Transcriptome analysis reveals molecular mechanisms for salt tolerance in wheat (Triticum aestivum L.)

Abstract

Soil salinity is a crucial abiotic stressor with substantial impacts on the growth and yield of wheat (Triticum aestivum L.). Thus, exploration of genes related to salinity tolerance is essential for wheat breeding. Here, we treated the seedlings of Bima4 and Xiaoyan22, two wheat varieties with significant differences in salt tolerance, in a greenhouse with 1.0 standard concentration artificial seawater, and collected the samples at six distinct time points (0, 1, 3, 6, 12, and 24 h) after salt stress treatment for temporal transcriptomic analysis. A total of 6688 and 11,842 differentially expressed genes were identified in Bima4 and Xiaoyan22, respectively. Salt-tolerant Xiaoyan22 exhibited more up-regulated genes at 3 and 24 h, while salt-sensitive Bima4 had more up-regulated genes at 6 h.
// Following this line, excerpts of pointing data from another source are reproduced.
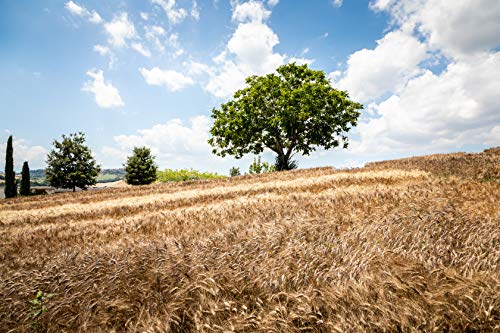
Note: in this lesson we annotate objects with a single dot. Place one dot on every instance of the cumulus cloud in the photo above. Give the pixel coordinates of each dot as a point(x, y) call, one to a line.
point(81, 11)
point(385, 68)
point(195, 11)
point(170, 79)
point(253, 11)
point(413, 109)
point(106, 51)
point(437, 112)
point(175, 15)
point(23, 151)
point(301, 61)
point(120, 29)
point(337, 3)
point(106, 95)
point(174, 143)
point(249, 51)
point(459, 28)
point(141, 49)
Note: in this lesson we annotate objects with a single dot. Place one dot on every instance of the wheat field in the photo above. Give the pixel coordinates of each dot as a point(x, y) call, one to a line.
point(405, 245)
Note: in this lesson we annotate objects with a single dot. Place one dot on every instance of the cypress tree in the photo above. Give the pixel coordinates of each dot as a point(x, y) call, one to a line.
point(10, 175)
point(25, 180)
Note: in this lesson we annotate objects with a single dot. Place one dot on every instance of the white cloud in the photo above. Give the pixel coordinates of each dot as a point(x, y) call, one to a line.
point(102, 50)
point(459, 28)
point(175, 15)
point(252, 11)
point(106, 95)
point(120, 29)
point(197, 68)
point(24, 151)
point(437, 112)
point(106, 51)
point(301, 61)
point(386, 68)
point(337, 3)
point(95, 17)
point(81, 11)
point(170, 79)
point(141, 49)
point(75, 9)
point(248, 52)
point(175, 144)
point(195, 11)
point(154, 34)
point(253, 44)
point(333, 76)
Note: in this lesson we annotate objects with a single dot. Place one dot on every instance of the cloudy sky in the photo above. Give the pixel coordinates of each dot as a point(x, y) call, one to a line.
point(149, 72)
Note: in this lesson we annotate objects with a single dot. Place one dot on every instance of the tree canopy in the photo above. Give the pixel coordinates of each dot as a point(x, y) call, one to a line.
point(140, 168)
point(25, 180)
point(71, 164)
point(292, 111)
point(10, 175)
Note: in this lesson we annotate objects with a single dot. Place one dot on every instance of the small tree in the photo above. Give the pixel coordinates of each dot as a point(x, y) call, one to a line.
point(10, 175)
point(234, 171)
point(260, 167)
point(140, 168)
point(25, 180)
point(293, 111)
point(71, 164)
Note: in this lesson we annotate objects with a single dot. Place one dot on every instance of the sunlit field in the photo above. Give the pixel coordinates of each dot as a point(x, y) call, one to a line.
point(406, 245)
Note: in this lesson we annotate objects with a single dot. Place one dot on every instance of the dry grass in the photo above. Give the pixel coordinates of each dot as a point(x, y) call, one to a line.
point(392, 247)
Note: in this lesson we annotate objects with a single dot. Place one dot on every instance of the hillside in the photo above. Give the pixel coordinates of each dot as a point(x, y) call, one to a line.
point(405, 245)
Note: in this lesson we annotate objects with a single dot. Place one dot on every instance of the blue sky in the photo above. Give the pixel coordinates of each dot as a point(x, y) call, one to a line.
point(149, 72)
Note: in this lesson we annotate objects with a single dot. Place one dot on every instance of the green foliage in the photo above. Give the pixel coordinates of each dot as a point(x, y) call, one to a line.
point(260, 167)
point(293, 111)
point(171, 175)
point(71, 164)
point(25, 180)
point(10, 175)
point(140, 168)
point(38, 308)
point(281, 163)
point(234, 171)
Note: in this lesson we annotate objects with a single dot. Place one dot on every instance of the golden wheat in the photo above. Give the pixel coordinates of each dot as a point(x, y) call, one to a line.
point(407, 245)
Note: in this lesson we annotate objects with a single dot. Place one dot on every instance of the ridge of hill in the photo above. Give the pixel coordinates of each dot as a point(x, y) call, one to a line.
point(404, 245)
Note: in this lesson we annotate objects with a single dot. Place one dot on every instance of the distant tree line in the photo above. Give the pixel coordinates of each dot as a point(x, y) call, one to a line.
point(294, 110)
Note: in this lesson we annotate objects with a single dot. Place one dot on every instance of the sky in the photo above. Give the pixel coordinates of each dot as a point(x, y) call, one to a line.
point(148, 73)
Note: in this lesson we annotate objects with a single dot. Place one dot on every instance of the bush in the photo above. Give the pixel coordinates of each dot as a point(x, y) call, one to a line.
point(140, 168)
point(172, 175)
point(234, 171)
point(260, 167)
point(71, 164)
point(282, 164)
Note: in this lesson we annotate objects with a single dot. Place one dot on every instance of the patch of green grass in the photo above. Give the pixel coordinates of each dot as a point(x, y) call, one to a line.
point(173, 175)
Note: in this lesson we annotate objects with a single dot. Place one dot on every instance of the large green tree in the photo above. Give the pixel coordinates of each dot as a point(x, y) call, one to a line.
point(71, 164)
point(292, 111)
point(140, 168)
point(10, 175)
point(25, 180)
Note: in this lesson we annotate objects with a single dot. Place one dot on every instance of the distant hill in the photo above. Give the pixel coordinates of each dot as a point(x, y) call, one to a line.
point(38, 176)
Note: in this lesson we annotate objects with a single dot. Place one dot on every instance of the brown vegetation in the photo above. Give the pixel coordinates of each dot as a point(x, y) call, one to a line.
point(391, 247)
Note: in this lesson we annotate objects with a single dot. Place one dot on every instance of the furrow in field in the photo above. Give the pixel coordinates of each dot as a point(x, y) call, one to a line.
point(130, 205)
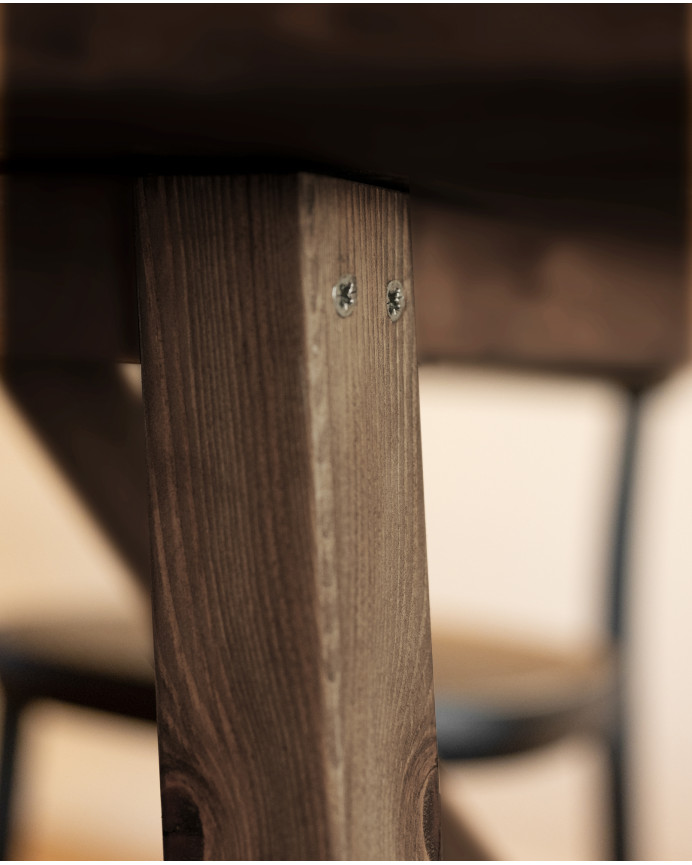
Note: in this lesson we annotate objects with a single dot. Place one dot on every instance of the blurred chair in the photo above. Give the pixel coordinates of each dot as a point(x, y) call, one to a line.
point(494, 699)
point(103, 665)
point(91, 421)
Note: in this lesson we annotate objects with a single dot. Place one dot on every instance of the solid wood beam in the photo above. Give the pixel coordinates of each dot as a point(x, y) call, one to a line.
point(292, 634)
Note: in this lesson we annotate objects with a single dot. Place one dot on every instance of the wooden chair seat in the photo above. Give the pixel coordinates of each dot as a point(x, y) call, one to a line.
point(494, 698)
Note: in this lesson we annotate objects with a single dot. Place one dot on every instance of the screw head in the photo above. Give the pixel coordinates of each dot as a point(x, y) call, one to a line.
point(344, 295)
point(395, 299)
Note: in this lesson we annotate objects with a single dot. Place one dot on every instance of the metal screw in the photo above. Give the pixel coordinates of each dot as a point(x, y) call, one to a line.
point(395, 299)
point(344, 295)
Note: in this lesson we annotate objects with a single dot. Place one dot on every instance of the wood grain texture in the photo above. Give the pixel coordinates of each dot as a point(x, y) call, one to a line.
point(291, 617)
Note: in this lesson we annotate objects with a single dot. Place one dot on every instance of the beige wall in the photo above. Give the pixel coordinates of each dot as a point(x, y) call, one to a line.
point(518, 478)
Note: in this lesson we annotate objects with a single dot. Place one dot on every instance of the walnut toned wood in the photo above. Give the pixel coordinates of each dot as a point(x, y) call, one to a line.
point(291, 617)
point(560, 296)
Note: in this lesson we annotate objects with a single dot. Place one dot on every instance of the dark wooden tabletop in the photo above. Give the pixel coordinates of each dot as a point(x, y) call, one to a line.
point(563, 106)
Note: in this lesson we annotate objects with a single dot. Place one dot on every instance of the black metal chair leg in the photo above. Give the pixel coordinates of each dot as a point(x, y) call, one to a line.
point(617, 746)
point(13, 710)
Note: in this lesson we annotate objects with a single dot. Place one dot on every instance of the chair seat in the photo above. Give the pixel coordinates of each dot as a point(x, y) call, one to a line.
point(102, 664)
point(494, 698)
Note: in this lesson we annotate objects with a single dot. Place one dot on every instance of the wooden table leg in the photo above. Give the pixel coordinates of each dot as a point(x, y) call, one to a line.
point(291, 618)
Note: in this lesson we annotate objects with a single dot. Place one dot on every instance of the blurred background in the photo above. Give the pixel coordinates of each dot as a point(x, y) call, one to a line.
point(545, 149)
point(519, 473)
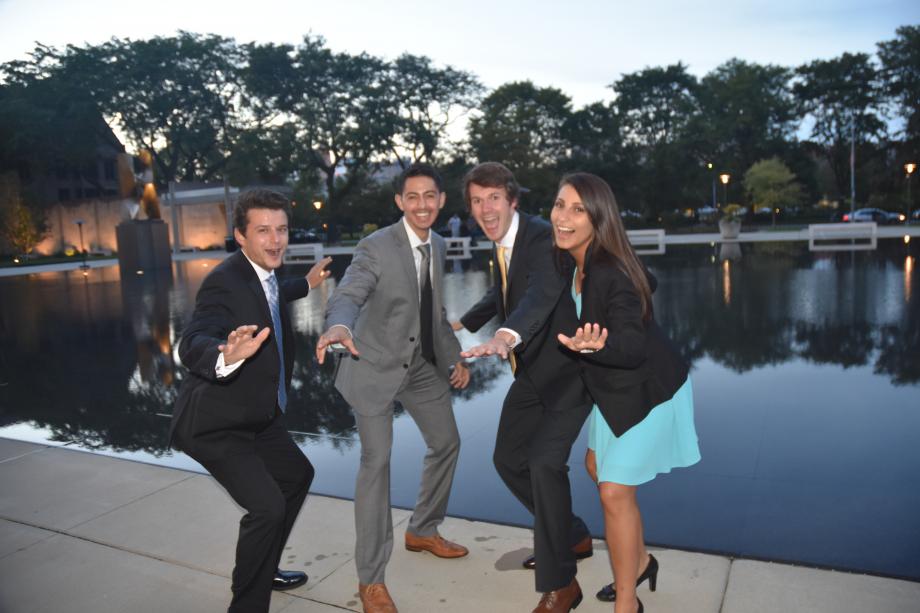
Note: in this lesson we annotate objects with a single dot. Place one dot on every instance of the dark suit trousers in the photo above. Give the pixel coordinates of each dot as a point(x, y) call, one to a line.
point(531, 455)
point(269, 477)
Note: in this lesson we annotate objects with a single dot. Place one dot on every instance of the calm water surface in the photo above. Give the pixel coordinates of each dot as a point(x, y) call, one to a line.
point(806, 373)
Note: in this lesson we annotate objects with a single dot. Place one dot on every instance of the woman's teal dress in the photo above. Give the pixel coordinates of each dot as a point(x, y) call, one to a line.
point(665, 439)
Gene ontology and transcription factor enrichment analyses demonstrated substantial variations in salt tolerance pathways between the two varieties. By integrating the enrichment analysis results, 886 genes related to salt tolerance were identified, providing a foundation for experimental verification and enhancement of wheat salt tolerance. Additionally, 869 and 1095 differential alternative splicing events were detected in Bima4 and Xiaoyan22, respectively, and five salt stress-related genes identified underwent alternative splicing. In summary, this study improves our understanding of the molecular mechanisms underlying salt tolerance in wheat.

Keywords: Differential expression genes; Salt stress; Time-series transcriptomics; Wheat.